Train tracks, metal mouth, brace face: all creative nicknames for orthodontic treatment. Today more than ever, patients are trying to avoid that metal look by requesting something more aesthetic such as lingual braces or clear plastic aligners. To develop appropriate treatment plans and inform patients about the basics of braces, dentists should be aware of the patient’s aesthetic concern but also consider the indications and limitations of each method of treatment.

It’s important that dental students have a basic knowledge of the various forms of orthodontic treatment. It is a topic that comes up in everyday patient interaction and is found in a large portion of treatment plans. Even if you are not interested in specializing in orthodontics or providing orthodontic treatment in your office, this information is necessary to answer basic questions in a general practice setting.

Buccal Brackets


Traditional labial/buccal appliances remain the best known and most commonly used orthodontic appliance. Today’s brackets are much smaller than the historically notorious “metal-mouth” braces. Nickel titanium wire used with these braces has revolutionized the mechanics of treatment, drastically reducing the time of care. Additionally, new heat-activated archwires are implemented, which use a patient’s body heat to help teeth move more quickly and less painfully.

Ceramic Buccal Brackets


Ceramic braces or “tooth-colored braces” are similar to metal braces but present a more esthetic option as the color mimics that of teeth. There are two types: plastic and ceramic. The plastic version is less expensive but has a tendency to fracture more. Tooth-colored braces work in an identical way to the conventional metal braces and therefore have a similar cost and treatment time.

Lingual Brackets


Lingual brackets use the same material as traditional metal braces but are a more esthetic option than traditional buccal appliances as their placement is on the “tongue” side of teeth. They are the least visible as there is nothing on the buccal surfaces. The time required for overall treatment and each appointment is longer because the technique is significantly more complex. Also due to the level of technology required, there is a higher cost. These braces are best limited to adult patients, who are very esthetically concerned.

Clear Plastic Aligners


Clear plastic aligners or “invisible braces” such as Invisalign and ClearCorrect have become increasingly popular in recent years. This treatment consists of 18 to 30 custom-made, clear plastic aligners. The aligners are removable and replaced every two weeks. Patients often come and seek out Invisalign because they want orthodontic treatment but don’t want the unsightly metal brackets that come with traditional braces. They are a more affordable alternative to lingual brackets and more aesthetically pleasing than buccal. The clear aligners are virtually invisible and removable for special occasions, cleaning and eating, allowing patients to maintain their oral hygiene, diet and lifestyle. However, invisible braces are generally limited to less complicated cases and are greatly dependent on patient compliance as the appliance must be worn almost full-time to work best.

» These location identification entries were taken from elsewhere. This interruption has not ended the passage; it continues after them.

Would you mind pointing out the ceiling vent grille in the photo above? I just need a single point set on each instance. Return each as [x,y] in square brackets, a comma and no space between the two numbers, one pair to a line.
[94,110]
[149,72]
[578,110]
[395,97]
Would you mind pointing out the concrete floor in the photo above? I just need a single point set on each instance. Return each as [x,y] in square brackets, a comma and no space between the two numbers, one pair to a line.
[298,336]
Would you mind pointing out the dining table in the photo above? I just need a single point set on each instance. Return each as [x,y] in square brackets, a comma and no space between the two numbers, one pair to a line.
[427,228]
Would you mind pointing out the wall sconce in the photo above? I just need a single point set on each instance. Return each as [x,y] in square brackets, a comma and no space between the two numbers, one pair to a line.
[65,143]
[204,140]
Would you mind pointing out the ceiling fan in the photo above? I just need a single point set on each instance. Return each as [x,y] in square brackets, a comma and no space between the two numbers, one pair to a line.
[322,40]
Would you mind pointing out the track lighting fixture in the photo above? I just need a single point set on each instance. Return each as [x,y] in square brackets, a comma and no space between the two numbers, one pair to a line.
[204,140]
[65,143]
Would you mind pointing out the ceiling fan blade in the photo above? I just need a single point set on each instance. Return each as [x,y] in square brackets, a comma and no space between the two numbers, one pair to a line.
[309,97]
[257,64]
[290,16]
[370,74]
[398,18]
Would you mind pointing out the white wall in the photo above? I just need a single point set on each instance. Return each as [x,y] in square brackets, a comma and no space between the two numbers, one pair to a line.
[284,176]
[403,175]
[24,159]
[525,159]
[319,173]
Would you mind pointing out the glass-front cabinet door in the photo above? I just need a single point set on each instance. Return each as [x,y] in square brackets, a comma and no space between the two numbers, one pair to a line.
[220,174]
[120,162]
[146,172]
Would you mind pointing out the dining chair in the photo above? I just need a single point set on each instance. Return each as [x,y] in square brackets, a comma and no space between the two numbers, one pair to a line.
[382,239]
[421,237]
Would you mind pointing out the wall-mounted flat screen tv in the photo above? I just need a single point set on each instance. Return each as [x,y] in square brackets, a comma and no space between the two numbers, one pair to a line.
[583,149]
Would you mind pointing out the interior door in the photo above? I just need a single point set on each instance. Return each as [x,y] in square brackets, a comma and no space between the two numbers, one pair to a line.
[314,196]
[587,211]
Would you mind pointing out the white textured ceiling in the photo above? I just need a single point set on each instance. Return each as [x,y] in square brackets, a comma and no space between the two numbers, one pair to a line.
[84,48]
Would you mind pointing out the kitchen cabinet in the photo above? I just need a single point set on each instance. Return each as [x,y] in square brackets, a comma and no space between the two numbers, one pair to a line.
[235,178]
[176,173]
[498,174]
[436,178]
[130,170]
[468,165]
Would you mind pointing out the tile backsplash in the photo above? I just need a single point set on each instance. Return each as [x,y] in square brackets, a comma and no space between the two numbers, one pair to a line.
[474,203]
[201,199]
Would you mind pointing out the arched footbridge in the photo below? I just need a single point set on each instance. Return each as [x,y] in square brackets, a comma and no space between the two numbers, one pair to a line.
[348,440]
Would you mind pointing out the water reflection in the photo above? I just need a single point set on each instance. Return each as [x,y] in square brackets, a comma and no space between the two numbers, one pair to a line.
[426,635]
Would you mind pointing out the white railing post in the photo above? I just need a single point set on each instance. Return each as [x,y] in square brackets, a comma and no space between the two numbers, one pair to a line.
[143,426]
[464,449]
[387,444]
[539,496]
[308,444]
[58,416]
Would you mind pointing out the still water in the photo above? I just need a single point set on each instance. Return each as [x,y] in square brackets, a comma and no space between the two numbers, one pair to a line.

Did you wear braces or have orthodontic treatments done? Share your experiences in the comments below!

~Erin Fraundorf, Louisville ’16, District 7 trustee

Erin Fraundorf

Erin Fraundorf, a fourth year dental student at the University of Louisville, is the current ASDA District 7 Trustee and Chapter President at Louisville. Her efforts at the local and district level earned her the 2015 District 7 Delegate of the Year Gold Crown Award. When Erin isn't doing all things ASDA, you can find her enjoying the outdoors with her dog Finnegan, painting with oils or cooking new vegetarian recipes.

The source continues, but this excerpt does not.